I’d fully understand if you were thinking right now that this couldn’t possibly be a deal because that price tag is essentially Nvidia’s MSRP for its GeForce RTX 5090. The thing is, up until very recently, finding a third-party AIB (add-in board) model anywhere near this level was just about impossible, but as supply has improved, along with the usual decline in demand, prices for the most powerful gaming GPU money can buy have finally dropped to the level they should be.
Of course, spending $2,000 at Newegg for a ‘mere’ graphics card isn’t perhaps a sensible thing to do (you can get an entire Ryzen 7 9800X3D, Radeon RX 9070 XT gaming PC for the same money), but that’s just how things are in the world of GPUs these days. Hey, at least you’ll get a free copy of Borderlands 4 with this 5090 purchase!
And you are getting something that looks as huge as the price tag. In fact, everything about this Zotac Gaming Solid GeForce RTX 5090 is comically massive. It’s 13 inches long, 5.4 inches thick, and weighs roughly the same as a small pony. Okay, so I made that last bit up; Zotac doesn’t actually say how heavy its card is, but all RTX 5090s are monstrous slabs of silicon, metal, and plastic.
Partly because they can be, but mostly because the heatsink needs to be huge to tame the 575 W power limit of the Blackwell GB202 GPU inside. With a total of 21,760 CUDA cores (aka shader units), 96 MB of L2 cache, and 32 GB of GDDR7 (with a total of 1.79 TB/s of aggregated memory bandwidth), its stats just make everything else seem puny in comparison.
Naturally, all that hardware does wonders for a game’s performance. Any game, really. Any setting, too, for that matter. I’ve been using for one for the past couple of months and I’ve yet to find a situation where it bails out and waves a little white flag. Well, full-blown path tracing will do that, though that’s to be expected and it’ll be many more years before we see a GPU just breeze through such workloads.
The solution to the demands of path tracing is, of course, upscaling and frame generation, which leads me on to the real stand-out feature of all RTX 50-series graphics cards: DLSS 4. The upscaling part of Nvidia’s AI-powered tech package is supported by all RTX GPUs, but DLSS 4’s Multi Frame Generation is for the 50-series only.
Until you’ve tried the feature, it’s a little hard to believe just how good it is, especially if your current experience of Nvidia’s frame generation is that from DLSS 3. You’d expect adding more than two additional generated frames would make the input lag horrific, but with DLSS 4, it’s really not.
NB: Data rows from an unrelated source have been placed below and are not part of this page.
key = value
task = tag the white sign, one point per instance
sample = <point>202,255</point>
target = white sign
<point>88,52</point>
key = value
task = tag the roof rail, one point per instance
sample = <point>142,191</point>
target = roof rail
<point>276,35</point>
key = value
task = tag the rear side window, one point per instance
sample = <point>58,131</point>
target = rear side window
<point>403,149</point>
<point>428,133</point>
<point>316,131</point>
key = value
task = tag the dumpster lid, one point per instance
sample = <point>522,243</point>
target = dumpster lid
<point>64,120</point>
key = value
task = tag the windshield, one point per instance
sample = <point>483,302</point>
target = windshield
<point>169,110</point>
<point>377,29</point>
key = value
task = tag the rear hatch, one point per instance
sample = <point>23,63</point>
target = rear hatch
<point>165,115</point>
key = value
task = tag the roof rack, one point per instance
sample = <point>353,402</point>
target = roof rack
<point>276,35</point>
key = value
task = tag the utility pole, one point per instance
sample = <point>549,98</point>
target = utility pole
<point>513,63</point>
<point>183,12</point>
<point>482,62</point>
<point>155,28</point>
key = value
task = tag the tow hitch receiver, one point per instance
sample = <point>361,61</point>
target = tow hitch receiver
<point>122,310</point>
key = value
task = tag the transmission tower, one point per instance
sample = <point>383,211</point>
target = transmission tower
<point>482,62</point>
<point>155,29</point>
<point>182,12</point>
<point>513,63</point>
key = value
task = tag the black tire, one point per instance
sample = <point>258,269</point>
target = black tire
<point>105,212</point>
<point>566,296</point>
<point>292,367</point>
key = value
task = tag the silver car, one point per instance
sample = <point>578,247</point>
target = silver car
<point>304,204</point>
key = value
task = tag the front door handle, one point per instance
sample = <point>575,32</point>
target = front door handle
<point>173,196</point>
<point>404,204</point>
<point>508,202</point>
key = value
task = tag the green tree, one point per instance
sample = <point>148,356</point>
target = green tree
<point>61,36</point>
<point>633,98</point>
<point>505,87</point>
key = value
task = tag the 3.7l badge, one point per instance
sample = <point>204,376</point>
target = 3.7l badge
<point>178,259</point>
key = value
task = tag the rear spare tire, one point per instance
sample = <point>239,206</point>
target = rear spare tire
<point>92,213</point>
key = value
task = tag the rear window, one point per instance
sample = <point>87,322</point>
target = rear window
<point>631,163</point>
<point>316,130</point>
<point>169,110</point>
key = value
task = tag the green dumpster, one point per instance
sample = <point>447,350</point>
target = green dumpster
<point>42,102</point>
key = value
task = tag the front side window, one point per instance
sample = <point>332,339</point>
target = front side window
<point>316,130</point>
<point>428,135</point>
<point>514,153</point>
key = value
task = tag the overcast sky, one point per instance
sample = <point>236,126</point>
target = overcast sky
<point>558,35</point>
In fact, 3x or 4x frame gen runs pretty much the same as 2x does, in terms of system latency.
It doesn’t produce tons of horrible glitches either. While the use of frame generation is noticeable if you look for it, once you’re in the middle of a frantic battle, you’ll hardly catch it in action—you’ll be too busy enjoying the ridiculously high frame rate and snappy input latency.
Of course, there are a few downsides to owning an RTX 5090, other than how much it will rip up your bank balance. That 575 W power limit isn’t always reached in games, as you can see in the above footage, but even averaging around 480-500 W, it will belch out heat like nothing else. Your gaming PC will need plenty of ventilation and airflow to stop the internals from getting too toasty.
You’ll also need a really good 1,000 W+ PSU to go with it, preferably one that has a dedicated 12V-2×6 connector and cable (the updated version of the 12VHPWR system). Additionally, the rest of the PC will need to be just as potent—there’s no point in sticking an RTX 5090 into an old rig with a six-core CPU, as the graphics card will just be sitting around waiting for data and instructions.
If you have all the necessary hardware and funds to get one, then the RTX 5090 really is a GPU like nothing else you’ve owned. Well, until the inevitable RTX 6090 comes along, of course.